Most bike rides are just from 3 - 15 minutes which I consider fairly short rides. Therefore, I could theorize that bay area bike share members infrequently use these bikes for long strenous exercises riding long distances. Rather, they likely use bike rides for short distances.
The histogram illustrates positive skew. This means there's a long tail on the right side of our peak. Because of this skew, the mean ride duration is larger than the median ride duration. Below, I printed out the mean and median so we can verify that while the mean ride duration is 14.24 minutes, the median is smaller at 9.13 minutes.
round(df['duration_minutes'].mean(), 2)
14.25
round(df['duration_minutes'].median(), 2)
9.13
Relative Frequency Histogram¶
Previouly, our histogram showed the frequency values on the y-axis. Another version of a histogram illustrates relative frequencies on the y-axis. This is helpful for visualizing the proportion of values in a certain range.
In addition to the arguments set in the histogram above, below I set bin
to 27
and norm_hist
to True
. The norm_hist
argument when set to True
shows a density rather than a count on the y-axis.
sns.distplot(df['duration_minutes'], bins=27, kde=False, norm_hist=True, color='b', hist_kws={"range": [0, 91]})
plt.xlabel("ride duration [minutes]", labelpad=14)
plt.ylabel("relative frequency", labelpad=14)
plt.title("Relative Frequency Histogram of Duration of Bike Rides (in Minutes)", fontsize=20, y=1.01);
Interpretation of Bike Ride Duration Relative Frequency Histogram¶
Decreasing our bin size in this histogram to 27 increase convenience of interpretation but sacrifices some details.
I can make visual approximations now. Between a ride duration of 0 and 20 minutes there are 6 bars. Each bar covers a span of about 3.3 minutes. Therefore, approximately a proportion of 0.023 rides are between 0 and 3.3 minutes long.
Example: Age of Bike Riders¶
I'm curious to learn about the age distribution of members of the bay area bike share program.
Create New Column for Age (in Years)¶
They record the birth year of members.

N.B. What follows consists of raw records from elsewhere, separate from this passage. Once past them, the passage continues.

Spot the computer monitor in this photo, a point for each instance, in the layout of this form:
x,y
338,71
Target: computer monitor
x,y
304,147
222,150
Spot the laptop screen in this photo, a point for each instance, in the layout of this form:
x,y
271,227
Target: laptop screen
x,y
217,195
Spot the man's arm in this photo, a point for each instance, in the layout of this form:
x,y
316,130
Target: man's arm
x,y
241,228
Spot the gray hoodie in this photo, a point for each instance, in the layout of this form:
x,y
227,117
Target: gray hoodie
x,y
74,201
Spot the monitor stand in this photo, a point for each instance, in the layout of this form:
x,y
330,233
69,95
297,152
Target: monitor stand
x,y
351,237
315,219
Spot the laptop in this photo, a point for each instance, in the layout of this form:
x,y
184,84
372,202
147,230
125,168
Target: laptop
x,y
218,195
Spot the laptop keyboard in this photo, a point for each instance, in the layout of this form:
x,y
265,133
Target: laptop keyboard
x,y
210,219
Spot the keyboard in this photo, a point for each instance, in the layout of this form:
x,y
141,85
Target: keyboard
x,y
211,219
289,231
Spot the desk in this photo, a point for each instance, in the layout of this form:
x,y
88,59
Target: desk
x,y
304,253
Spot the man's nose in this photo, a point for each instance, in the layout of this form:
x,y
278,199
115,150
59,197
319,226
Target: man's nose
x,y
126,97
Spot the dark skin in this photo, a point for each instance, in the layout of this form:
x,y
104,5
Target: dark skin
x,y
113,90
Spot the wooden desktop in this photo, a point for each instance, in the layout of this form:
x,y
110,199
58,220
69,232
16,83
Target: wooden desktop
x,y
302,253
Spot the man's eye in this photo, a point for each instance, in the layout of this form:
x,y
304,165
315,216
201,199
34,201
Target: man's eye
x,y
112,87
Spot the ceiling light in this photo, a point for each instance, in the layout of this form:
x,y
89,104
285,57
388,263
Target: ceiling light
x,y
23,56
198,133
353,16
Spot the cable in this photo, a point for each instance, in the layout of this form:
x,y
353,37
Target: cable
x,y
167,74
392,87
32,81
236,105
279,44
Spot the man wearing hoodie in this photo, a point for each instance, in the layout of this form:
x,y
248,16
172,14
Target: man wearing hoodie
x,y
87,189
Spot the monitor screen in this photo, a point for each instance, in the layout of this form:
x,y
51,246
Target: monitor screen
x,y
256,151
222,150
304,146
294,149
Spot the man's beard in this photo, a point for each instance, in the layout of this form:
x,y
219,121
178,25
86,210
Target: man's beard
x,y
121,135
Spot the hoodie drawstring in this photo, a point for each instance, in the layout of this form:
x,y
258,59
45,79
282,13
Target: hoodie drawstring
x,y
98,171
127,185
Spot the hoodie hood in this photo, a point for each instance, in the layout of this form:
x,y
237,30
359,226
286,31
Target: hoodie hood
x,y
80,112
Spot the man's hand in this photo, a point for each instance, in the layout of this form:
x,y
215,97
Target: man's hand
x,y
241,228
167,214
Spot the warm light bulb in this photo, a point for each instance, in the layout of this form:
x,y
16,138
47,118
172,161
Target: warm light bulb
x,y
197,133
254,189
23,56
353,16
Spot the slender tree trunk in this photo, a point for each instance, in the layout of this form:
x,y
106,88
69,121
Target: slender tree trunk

However, it's easier to interpret the age in years rather than year of birth.
df['age_years'] = 2018 - df['member_birth_year']
View Descriptive Statistics on Riders' Age¶
Below, we can see 18 is the youngest rider and the oldest is 129. However, the 99th percentile is 66 years old, nearly half the age of the maximum rider.

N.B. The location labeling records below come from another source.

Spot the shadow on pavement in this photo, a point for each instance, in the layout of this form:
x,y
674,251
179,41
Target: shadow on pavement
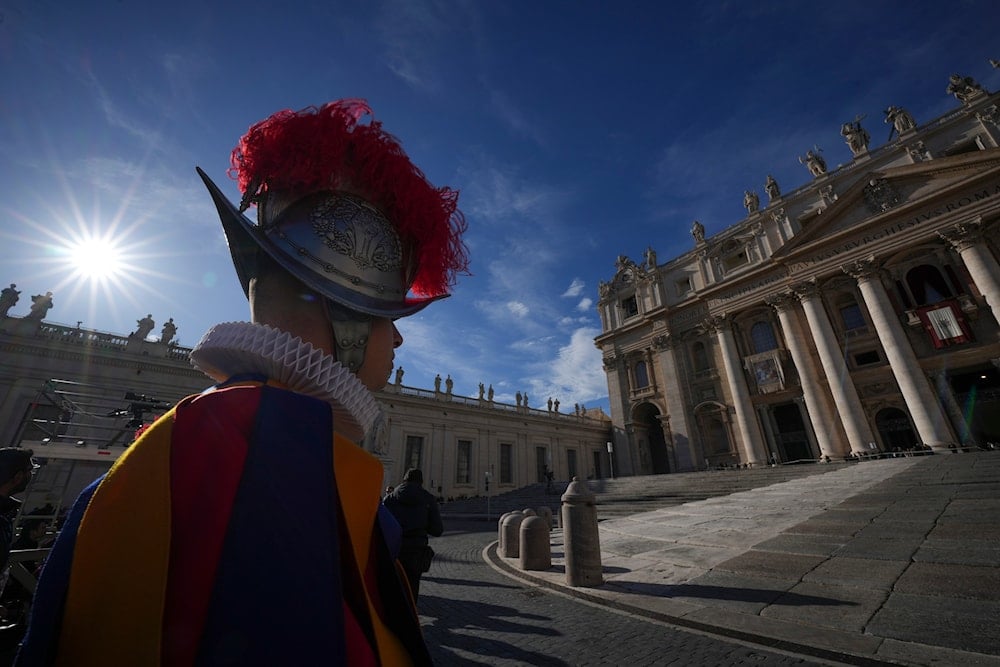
x,y
464,582
456,630
758,595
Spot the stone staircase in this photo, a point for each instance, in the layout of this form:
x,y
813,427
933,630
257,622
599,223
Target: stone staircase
x,y
629,495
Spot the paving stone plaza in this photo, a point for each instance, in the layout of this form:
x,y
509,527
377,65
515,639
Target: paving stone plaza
x,y
895,561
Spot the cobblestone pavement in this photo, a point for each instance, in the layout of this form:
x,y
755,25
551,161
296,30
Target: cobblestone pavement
x,y
473,615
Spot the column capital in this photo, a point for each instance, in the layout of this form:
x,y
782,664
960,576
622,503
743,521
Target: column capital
x,y
862,270
782,301
807,289
717,323
964,235
989,115
611,362
664,342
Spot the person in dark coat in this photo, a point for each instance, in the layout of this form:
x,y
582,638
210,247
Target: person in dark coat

df['age_years'].describe(percentiles=[.25, .5, 0.75, 0.99, 0.9999])
count 167376.000000 mean 35.813575 std 10.320561 min 18.000000 25% 28.000000 50% 33.000000 75% 41.000000 99% 66.000000 99.99% 118.000000 max 129.000000 Name: age_years, dtype: float64
Plot Histogram of Age of Bike Riders¶
I limit the range of the x-axis (age) to be just 18 to 80 so we can more easily visualize the bulk of riders, and disregard the outliers well over 80.
df_age_members = df[df['age_years'].notnull()]['age_years']

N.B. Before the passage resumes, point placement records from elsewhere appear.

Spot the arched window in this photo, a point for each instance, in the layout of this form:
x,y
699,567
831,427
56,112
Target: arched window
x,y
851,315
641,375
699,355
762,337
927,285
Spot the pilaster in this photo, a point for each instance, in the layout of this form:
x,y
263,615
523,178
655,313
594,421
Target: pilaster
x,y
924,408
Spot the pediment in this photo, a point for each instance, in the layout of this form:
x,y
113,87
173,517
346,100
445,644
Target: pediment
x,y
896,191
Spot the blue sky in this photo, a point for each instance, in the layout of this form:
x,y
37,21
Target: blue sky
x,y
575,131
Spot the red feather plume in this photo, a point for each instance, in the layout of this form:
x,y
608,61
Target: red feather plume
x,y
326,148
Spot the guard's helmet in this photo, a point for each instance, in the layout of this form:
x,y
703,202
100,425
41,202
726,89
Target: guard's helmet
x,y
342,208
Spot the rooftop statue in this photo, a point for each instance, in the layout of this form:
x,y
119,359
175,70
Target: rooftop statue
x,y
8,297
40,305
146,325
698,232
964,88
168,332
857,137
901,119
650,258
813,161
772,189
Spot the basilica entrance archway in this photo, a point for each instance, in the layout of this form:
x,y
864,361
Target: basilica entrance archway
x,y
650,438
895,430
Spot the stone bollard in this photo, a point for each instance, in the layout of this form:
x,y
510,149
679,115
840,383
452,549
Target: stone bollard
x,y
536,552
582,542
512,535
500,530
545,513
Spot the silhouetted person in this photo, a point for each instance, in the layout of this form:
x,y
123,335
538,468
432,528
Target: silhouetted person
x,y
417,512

sns.distplot(df_age_members, color='g', kde=False, hist_kws={"range": [18, 80]})
plt.title("Histogram of Age of Bike Members", fontsize=20, y=1.01)
plt.xlabel("age [years]", labelpad=14)
plt.ylabel("frequency", labelpad=14);
Interpretation of Histogram of Age of Bike Riders¶
The most frequent age group of riders is people aged 24 - 35 with a peak around 29.
Past roughly 35 years of age, as people get older, they're less likely to be a member of the bay area bike share program. However, there's still several thousand members who are 55 years or older.
There's a wide range of age of bike riders - from 18 to 60+.
This histogram is positively skewed too. There's a long tail of bins with ever-decreasing frequency that extend to the right of our peak.